In situations in which the systems described herein collect personal information about users, or may make use of personal information, the users may be provided with an opportunity to control whether programs or features collect user information (e.g., information about a user's social network, social actions or activities, profession, a user's preferences, or a user's current geographic location), or to control whether and/or how to receive content from the content server that may be more relevant to the user. Also, certain data may be treated in one or more ways before it is stored or used, so that personal identifiable information is removed. For example, a user's identity may be treated so that no personal identifiable information can be determined for the user, or a user's geographic location may be generalized where geographic location information is obtained (such as to a city, ZIP code, or state level), so that a particular geographic location of a user cannot be determined. Thus, the user may have control over how information is collected about the user and/or used.
While several implementations have been described and illustrated herein, a variety of other means and/or structures for performing the function and/or obtaining the results and/or one or more of the advantages described herein may be utilized, and each of such variations and/or modifications is deemed to be within the scope of the implementations described herein. More generally, all parameters, dimensions, materials, and configurations described herein are meant to be exemplary and that the actual parameters, dimensions, materials, and/or configurations will depend upon the specific application or applications for which the teachings is/are used. Those skilled in the art will recognize, or be able to ascertain using no more than routine experimentation, many equivalents to the specific implementations described herein. It is, therefore, to be understood that the foregoing implementations are presented by way of example only and that, within the scope of the appended claims and equivalents thereto, implementations may be practiced otherwise than as specifically described and claimed. Implementations of the present disclosure are directed to each individual feature, system, article, material, kit, and/or method described herein. In addition, any combination of two or more such features, systems, articles, materials, kits, and/or methods, if such features, systems, articles, materials, kits, and/or methods are not mutually inconsistent, is included within the scope of the present disclosure.

Claims

What is claimed is:

1. A computer-implemented method, comprising:

grouping, by a computing system, a corpus of documents into a plurality of disjoint clusters of documents based on one or more shared content attributes;

determining, by the computing system, a classification distribution associated with a first cluster of the plurality of clusters, the classification distribution associated with the first cluster being based on classifications assigned to individual documents of the first cluster; and

calculating, by the computing system, a classification distribution associated with a second cluster of the plurality of clusters based at least in part on the classification distribution associated with the first cluster and a relationship between the first and second clusters.

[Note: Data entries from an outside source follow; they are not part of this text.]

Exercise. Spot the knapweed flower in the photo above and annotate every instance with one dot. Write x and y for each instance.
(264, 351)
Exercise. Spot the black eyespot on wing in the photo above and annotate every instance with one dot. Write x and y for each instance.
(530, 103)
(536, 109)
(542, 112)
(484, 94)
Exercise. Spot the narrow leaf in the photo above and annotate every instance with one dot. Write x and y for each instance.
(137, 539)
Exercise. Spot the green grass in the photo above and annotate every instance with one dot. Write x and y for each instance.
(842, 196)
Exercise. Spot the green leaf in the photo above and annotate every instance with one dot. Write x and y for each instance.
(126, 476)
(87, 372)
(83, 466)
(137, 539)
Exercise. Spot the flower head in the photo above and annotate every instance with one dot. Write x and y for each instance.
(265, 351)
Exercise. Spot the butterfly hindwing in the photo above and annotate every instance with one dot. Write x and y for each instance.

2. The computer-implemented method of claim 1, further comprising classifying, by the computing system, documents of the second cluster based on the classification distribution associated with the second cluster.

3. The computer-implemented method of claim 1, further comprising generating, by the computing system, a graph of nodes, each node connected to one or more other nodes via one or more respective edges, each node representing a cluster and including some indication of one or more content attributes shared by documents of the cluster.

4. The computer-implemented method of claim 3, wherein each edge connecting two nodes is weighted based on a relationship between clusters represented by the two nodes.

5. The computer-implemented method of claim 4, further comprising determining the relationship between clusters represented by the two nodes using cosine similarity or Kullback-Leibler divergence.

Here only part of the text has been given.